Angry Bears are relentless in their pursuit, and when they catch you, you’re history. They will maul you and beat you until you submit and then keep mauling and beating you…
The New York Rangers angered the Bruins and even managed to get the upper hand, but after the Bruins caught up with the speedy Rangers, they mauled them and beat them mercilessly on their way to a 3-1 Eastern Conference semifinals clinching victory.
The Boston Bruins were collectively so angry after essentially handing Game 4 of the Eastern Conference semifinal series to the New York Rangers Thursday night that they reportedly had the most spirited practice of their season on Friday…
…and the Rangers used that to their advantage on Saturday afternoon, poking and prodding and generally getting under the skin of the Bruins – anything to induce the Bruins into retaliating, drawing penalties and causing Bruins to lose focus.
And it worked, at least initially as New York took an early 1-0 lead on a power play goal by Dan Girardi with David Krejci in the sin bin for cross checking – he and Shawn Thornton, who was in for fighting and unsportmanlike conduct, watching helplessly as Rangers’ coach John Tortorella’s evil scheme came together.
In essence, the Rangers players finally starting taking on the grating personality of their abruptly animated coach – a man with the personality of a schoolyard bully – and his playground tactics had the Bruins so frustrated that New York had free reign of the ice the entire first period, the Bruins lucky to go into the first intermission down by only one goal….
…which turned out to be unfortunate for the Rangers as Torey Krug absolutely used Rangers’ goalie Henrik Lundqvist on a power play early in the second period, winding up and firing a now patented “Krug Missile” past a stunned Lundqvist, who was simply overpowered by sheer velocity.

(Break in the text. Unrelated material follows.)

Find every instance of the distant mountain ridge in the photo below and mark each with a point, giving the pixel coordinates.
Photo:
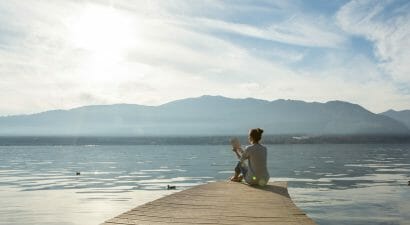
(401, 116)
(206, 115)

The Krug goal, his fourth in five playoff games, seemed to raise the Bruins’ intensity level – the forecheck relentless to keep the puck in the attacking zone for extended periods of the second frame, and when the Rangers did manage to clear the zone, the Bruins’ defense attacked the Rangers’ blue line, standing up the point man, poking the puck away and starting a break the other way…
…which led to the Bruins second goal of the game, Gregory Campbell and that excellent energy line working the neutral zone to force a turnover, Daniel Paille trying to feed a streaking Thornton who was mugged out of the slot by two defensemen – but Campbell was trailing the play and with Thornton double teamed it left Campbell wide open at point blank range and he buried the puck in the net for what turned out to be the winning goal.

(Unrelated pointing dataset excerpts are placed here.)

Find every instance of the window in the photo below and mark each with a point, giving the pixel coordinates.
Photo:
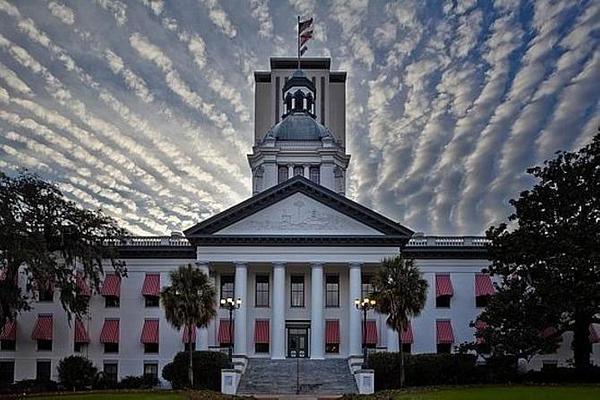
(44, 345)
(111, 371)
(151, 348)
(8, 345)
(7, 373)
(315, 174)
(42, 371)
(186, 346)
(152, 301)
(332, 348)
(282, 174)
(151, 370)
(482, 301)
(444, 348)
(332, 290)
(227, 286)
(442, 301)
(112, 302)
(111, 347)
(297, 299)
(262, 291)
(261, 347)
(46, 294)
(367, 286)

“We had a game plan to get in front of him and get pucks at him,” Campbell said after the win, “and we were able to get a few past him.”
Lundqvist made 29 saves, many twisting and off balance as the Bruins peppered him after they survived the initial Rangers’ surge, but it was Boston’s netminder Tuukka Rask that came up with the clutch saves, particularly on Ryan Callahan, who had timed a break from the defensive zone in anticipation of a turnover and took a pass, sprinting toward Rask and firing from point blank…
…but Rask stoned him with his blocker and preserved a tenuous 2-1 lead with eight and a half minutes left in regulation – by far the clutch save of his 28 as Boston advances to the Eastern Conference finals to face the top seeded Pittsburgh Penguins.
The Rangers pulled Lundqvist with just over a minute left in regulation for the extra skater, but that too backfired as a falling Campbell managed to get a stick on the puck at the top of the right circle and slid it into the open net for the final tally, sending the faithful at TD Garden into full frothing at the mouth frenzy.
“They’re deeper than we are and we tried to counter that fourth line” Tortorella lamented in the post game presser “but in the end they were just too deep. That’s a very good team, very well coached. They have an excellent chance against Pittsburgh.”
Good enough to beat the Penguins, are they? We’re about to find out.